«Il
diario sa di nebbia»
Julio
Cortázar, L’esame
Ho
sognato che era morto Battiato. Niente di diverso dalle solite morti
dei Grandi: titoloni dappertutto, lunghissima coda per dargli
l’ultimo
saluto, speciali in prima serata, rimasterizzazione dell’Opera
Omnia a cadavere ancora caldo, e tutta la nazione a fare il compito
in classe, chi con l’autorevole
necrologione da cinquemila battute, chi con un anonimo r.i.p. via
tweet.
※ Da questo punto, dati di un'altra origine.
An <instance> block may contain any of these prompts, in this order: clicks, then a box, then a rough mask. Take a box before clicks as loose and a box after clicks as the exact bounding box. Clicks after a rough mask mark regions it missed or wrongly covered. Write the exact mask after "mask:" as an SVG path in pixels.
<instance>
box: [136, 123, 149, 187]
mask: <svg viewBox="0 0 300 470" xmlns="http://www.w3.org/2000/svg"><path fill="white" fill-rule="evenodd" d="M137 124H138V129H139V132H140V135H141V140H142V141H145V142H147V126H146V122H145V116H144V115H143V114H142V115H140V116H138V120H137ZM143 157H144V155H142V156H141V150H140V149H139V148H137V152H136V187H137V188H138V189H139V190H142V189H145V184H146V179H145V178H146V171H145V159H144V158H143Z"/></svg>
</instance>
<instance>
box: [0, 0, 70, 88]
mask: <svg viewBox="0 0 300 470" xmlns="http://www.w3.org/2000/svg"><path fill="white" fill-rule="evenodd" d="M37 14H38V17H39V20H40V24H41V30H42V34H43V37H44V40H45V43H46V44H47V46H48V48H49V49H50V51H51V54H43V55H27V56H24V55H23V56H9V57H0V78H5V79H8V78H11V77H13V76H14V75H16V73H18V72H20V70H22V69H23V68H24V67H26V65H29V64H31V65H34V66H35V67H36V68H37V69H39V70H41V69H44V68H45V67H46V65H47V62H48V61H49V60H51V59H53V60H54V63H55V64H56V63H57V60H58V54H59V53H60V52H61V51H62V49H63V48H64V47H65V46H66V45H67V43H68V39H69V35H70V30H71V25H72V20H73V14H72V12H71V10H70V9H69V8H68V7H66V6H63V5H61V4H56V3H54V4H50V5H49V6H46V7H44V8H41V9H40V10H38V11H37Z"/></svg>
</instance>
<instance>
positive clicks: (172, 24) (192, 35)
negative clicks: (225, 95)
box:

Niente di diverso, tranne il fatto che ad un tratto si
spargeva voce che il corpo del Grande era sparito, e alcuni
sostenevano che fosse stato trafugato per la richiesta di un riscatto
(pesanti i sospetti sulla ’ndrina
di Rosarno), per altri era fin troppo ovvio che il Maestro fosse
risorto (Buttafuoco l’aveva
buttata lì come metafora, ma gli erano andati dietro a frotte),
mentre Alice sosteneva che si fosse reincarnato in Pippo, il cucciolo
di armadillo venuto alla luce nello zoo di Catania proprio il giorno
dopo il suo decesso, e tutti avevano torto, ma tutti in qualche modo
avevano ragione.
Qui mi son svegliato, e in mano mi son ritrovato un
evidenziatore. Donde fosse piovuto, boh.